Algorithms

 Two Reinforcement Learning algorithms were used in this project:

The Sarsa algorithm was used to find the agent best navigation policy, and the TD0 algorithm to evaluate the Sarsa’s results.

Algorithm Parameters

·       We chose to relate to the navigation problem as a finite horizon problem and gave the agent a fixed life span (just like in real life). Therefore, the LAMBDA parameter was set to be 1.

·     The ALPHA parameter for the algorithms was adjusted using the following method: for each state, the number of updates performed on this state was stored, and upon the next update the ALPHA parameter was 1/Number of updates for this state. This way each state’s update ratio is proportional to the number of times it was updated, regardless of how often it was visited comparing to other states. (If ALPHA was 1/number of iterations, the less visited states may not be able to converge properly).

 MDP-states

Each MDP-state reflects what the agent sees in the given moment according to its position and orientation. The state number is a generated by a unique coding reflecting the input view of each of the agent’s eyes.

Each eye input is a combination of two parameters:

  • The object that the sight line encountered (wall, grass or nothing).
  • The distance (measured only by the section in which it was seen).

 The input value for each eye is therefore:

  • 0 to NofSection-1: a wall was encountered in section 1 to NofSections
  • NofSection to 2*NofSection-1: a grass was encountered in section 1 to NofSections
  • 2*NofSection: there is nothing within the view distance of this eye.

Therefore, the number of MDP states is determined by the Number of agent’s eyes, and number of sections in each eye.

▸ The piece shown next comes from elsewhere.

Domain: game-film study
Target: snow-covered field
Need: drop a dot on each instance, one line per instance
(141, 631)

Hence, the number of MDP states was calculated to be:

pow(2 * NofSections+1, NofEyes)

Reward

Since the life span of the agent is chosen by the user, and might be long, we decided to give the agent an immediate return after each step. The immediate return value is calculated based on 2 parameters:

       1.         The action the agent performs: we consider a success in navigation if the agent actually moves forward, a less valued situation is to turn right or left, and worst action is to stand still (which happens when the agent is trying to move forward when he is facing a wall).

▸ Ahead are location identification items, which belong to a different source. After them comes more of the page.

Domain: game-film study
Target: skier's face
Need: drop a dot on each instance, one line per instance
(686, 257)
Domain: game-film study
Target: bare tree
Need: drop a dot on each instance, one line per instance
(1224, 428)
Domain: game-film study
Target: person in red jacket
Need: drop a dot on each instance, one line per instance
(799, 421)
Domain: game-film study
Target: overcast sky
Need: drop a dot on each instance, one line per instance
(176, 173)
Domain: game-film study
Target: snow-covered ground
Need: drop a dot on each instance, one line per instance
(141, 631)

       2.         The kind of landscape the agent is in – the agent is rewarded for standing on a grassy landscape more than standing on a non-grassy landscape.

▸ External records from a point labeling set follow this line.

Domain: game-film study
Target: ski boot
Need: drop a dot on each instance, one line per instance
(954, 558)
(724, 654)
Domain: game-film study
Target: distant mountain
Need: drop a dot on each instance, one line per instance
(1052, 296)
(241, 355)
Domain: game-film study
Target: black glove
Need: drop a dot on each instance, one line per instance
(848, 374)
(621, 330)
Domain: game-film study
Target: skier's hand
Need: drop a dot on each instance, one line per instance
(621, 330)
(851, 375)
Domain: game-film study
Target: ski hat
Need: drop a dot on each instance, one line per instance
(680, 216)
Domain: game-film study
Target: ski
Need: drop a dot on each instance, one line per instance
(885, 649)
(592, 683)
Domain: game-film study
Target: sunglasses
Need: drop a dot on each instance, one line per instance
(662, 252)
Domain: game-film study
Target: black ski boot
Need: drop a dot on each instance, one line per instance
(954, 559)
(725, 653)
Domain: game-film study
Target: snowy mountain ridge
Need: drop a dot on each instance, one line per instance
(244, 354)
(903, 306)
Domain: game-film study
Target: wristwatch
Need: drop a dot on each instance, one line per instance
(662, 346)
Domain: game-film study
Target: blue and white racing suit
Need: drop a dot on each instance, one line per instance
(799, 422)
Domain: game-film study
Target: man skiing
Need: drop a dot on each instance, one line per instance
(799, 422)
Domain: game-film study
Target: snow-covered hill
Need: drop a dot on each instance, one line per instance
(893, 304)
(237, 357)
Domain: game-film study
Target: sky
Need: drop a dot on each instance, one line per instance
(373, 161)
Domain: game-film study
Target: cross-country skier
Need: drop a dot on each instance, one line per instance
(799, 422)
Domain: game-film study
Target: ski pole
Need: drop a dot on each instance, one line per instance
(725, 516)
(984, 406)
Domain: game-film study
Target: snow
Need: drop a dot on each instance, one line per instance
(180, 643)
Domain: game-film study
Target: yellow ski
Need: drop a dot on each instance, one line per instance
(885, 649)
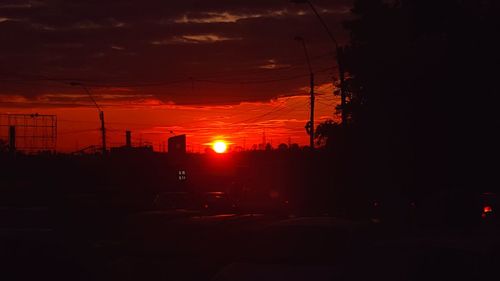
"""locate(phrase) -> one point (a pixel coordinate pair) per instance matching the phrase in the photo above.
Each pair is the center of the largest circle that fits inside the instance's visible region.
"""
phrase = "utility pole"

Note that the chosen reward determines the agent’s behavior in the world. Since no reward was given for searching for new positions in which the agent never visited, there is no reason for the agent, under the current reward mechanism, won’t choose as its best policy a policy which will make it repeating the same route again and again. The current reward function was chosen since our main goal was to prevent agent from walking into walls and from halting, and in addition to encourage it to stay in grass areas.

 The decision to give only immediate reward was partly made since with trial and error we discovered that the agent does not learn well enough given only final reward. This probably has to do with the fact that for a too long life span the final reward does not give enough information and does not defuse back to all the states (unlike the blackjack exercise, in which final return value was given, where each game was very short and there were considerably less states).

The Sarsa Algorithm

This is an online algorithm for finding the best agent’s policy (meaning which action to do in each MDP-state).

The algorithm performs a predefined number of iterations.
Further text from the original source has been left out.